Edge n-gram token filter
The edge_ngram
token filter is very similar to the ngram
token filter, where a particular string is split into substrings of different lengths. The edge_ngram
token filter, however, generates n-grams (substrings) only from the beginning (edge) of a token. It’s particularly useful in scenarios like autocomplete or prefix matching, where you want to match the beginning of words or phrases as the user types them.
Parameters
The edge_ngram
token filter can be configured with the following parameters.

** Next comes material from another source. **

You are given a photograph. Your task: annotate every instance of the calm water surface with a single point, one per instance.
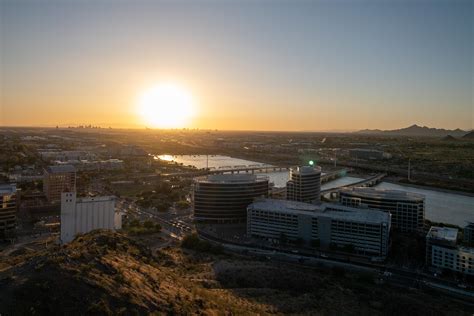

Parameter | Required/Optional | Data type | Description |
---|---|---|---|
min_gram | Optional | Integer | The minimum length of the n-grams that will be generated. Default is 1 . |
max_gram | Optional | Integer | The maximum length of the n-grams that will be generated. Default is 1 for the edge_ngram filter and 2 for custom token filters. Avoid setting this parameter to a low value. If the value is set too low, only very short n-grams will be generated and the search term will not be found. For example, if max_gram is set to 3 and you index the word “banana”, the longest generated token will be “ban”. If the user searches for “banana”, no matches will be returned. You can use the truncate token filter as a search analyzer to mitigate this risk. |
preserve_original | Optional | Boolean | Includes the original token in the output. Default is false . |
Example
The following example request creates a new index named edge_ngram_example
and configures an analyzer with the edge_ngram
filter:
PUT /edge_ngram_example
{
"settings": {
"analysis": {
"filter": {
"my_edge_ngram": {
"type": "edge_ngram",
"min_gram": 3,
"max_gram": 4
}
},
"analyzer": {
"my_analyzer": {
"type": "custom",
"tokenizer": "standard",
"filter": ["lowercase", "my_edge_ngram"]
}
}
}
}
}
copy
Generated tokens
Use the following request to examine the tokens generated using the analyzer:
POST /edge_ngram_example/_analyze
{
"analyzer": "my_analyzer",
"text": "slow green turtle"
}
copy
The response contains the generated tokens:
{
"tokens": [
{
"token": "slo",
"start_offset": 0,
"end_offset": 4,
"type": "<ALPHANUM>",
"position": 0
},
{
"token": "slow",
"start_offset": 0,
"end_offset": 4,
"type": "<ALPHANUM>",
"position": 0
},
{
"token": "gre",
"start_offset": 5,
"end_offset": 10,
"type": "<ALPHANUM>",
"position": 1
},
{
"token": "gree",
"start_offset": 5,
"end_offset": 10,
"type": "<ALPHANUM>",
"position": 1
},
{
"token": "tur",
"start_offset": 11,
"end_offset": 17,
"type": "<ALPHANUM>",
"position": 2
},
{
"token": "turt",
"start_offset": 11,
"end_offset": 17,
"type": "<ALPHANUM>",
"position": 2
}
]
}